Küçük çocuklar kendi özel problemlerini gösterirler. Verici grefti genellikle erişkin karaciğerinden alınan küçültülmüş greftlerdir (sol lateral segment ya da sol lob). Geniş karaciğer yüzeyi fibrinle kaplanmıştır ve kanamaya eğilimlidir. Kan tasarruf teknikleri uygulamak için genellikle uygun değildir. 35-40 kg altındaki hastalarda VVB uygulanamaz; küçük kanüllerden olan akım yetersizdir. Kros-klemp sırasında yüklenme riski vardır ama çocuk hastalar bu dönemi daha iyi tolere ederler. Greftin ve çocukların damar çapı çok küçüktür, bu nedenle hepatik arter tromboz riski daha fazladır.

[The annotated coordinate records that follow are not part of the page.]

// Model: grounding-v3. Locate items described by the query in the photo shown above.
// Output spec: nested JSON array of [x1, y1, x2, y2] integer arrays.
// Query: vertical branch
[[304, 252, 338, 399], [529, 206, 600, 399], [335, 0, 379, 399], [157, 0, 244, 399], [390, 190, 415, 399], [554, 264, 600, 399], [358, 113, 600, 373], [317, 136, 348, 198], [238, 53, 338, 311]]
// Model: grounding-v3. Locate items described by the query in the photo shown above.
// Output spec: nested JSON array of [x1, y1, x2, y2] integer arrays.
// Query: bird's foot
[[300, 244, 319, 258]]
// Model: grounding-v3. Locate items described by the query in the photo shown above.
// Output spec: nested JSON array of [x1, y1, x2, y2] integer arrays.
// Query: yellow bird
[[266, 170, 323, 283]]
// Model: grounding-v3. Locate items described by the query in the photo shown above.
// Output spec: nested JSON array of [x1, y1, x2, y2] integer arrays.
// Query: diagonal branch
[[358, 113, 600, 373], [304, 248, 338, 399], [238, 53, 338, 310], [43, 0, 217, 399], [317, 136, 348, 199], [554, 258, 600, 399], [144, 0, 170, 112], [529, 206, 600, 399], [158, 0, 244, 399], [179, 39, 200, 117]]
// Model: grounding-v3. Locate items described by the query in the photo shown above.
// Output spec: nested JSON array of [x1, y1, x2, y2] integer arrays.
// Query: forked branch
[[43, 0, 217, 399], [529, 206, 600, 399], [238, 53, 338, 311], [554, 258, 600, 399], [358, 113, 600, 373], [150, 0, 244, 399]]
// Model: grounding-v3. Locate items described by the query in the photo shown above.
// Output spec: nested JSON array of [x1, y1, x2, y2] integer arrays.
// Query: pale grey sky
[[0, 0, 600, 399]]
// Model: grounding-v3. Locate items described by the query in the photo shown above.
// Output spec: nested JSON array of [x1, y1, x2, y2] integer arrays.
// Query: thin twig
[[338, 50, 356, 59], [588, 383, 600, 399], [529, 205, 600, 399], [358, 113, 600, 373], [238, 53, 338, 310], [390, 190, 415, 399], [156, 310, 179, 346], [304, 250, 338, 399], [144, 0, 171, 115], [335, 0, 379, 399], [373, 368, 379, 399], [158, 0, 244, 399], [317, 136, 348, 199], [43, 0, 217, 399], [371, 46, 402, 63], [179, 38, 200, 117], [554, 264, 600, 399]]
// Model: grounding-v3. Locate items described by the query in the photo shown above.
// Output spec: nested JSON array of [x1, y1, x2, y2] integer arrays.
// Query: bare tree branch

Kan ve kan ürünleri dikkatli kullanılmalıdır, antifibrinolitiklerden kaçınılmalıdır. Hematokrit %30'un altında, hemoglobin 8 g/dL, serum sodyum değeri 140 mmol/L'nin altında tutulmalıdır. Daha küçük hastalarda yıkama devrelerindeki heparin ve endojen heparin koagülopatiye ve TEG trasesinin “düz çizmesi”ne neden olur. Protamin gerekebilir. Bazı merkezlerde çoğu çocuk cerrahi sonunda ekstübe edilmektedir. Bununla birlikte kısa süreli sedasyon ve ventilasyon gerekebilir. Çoğunlukla 24-48 saat yoğun bakım gerekir.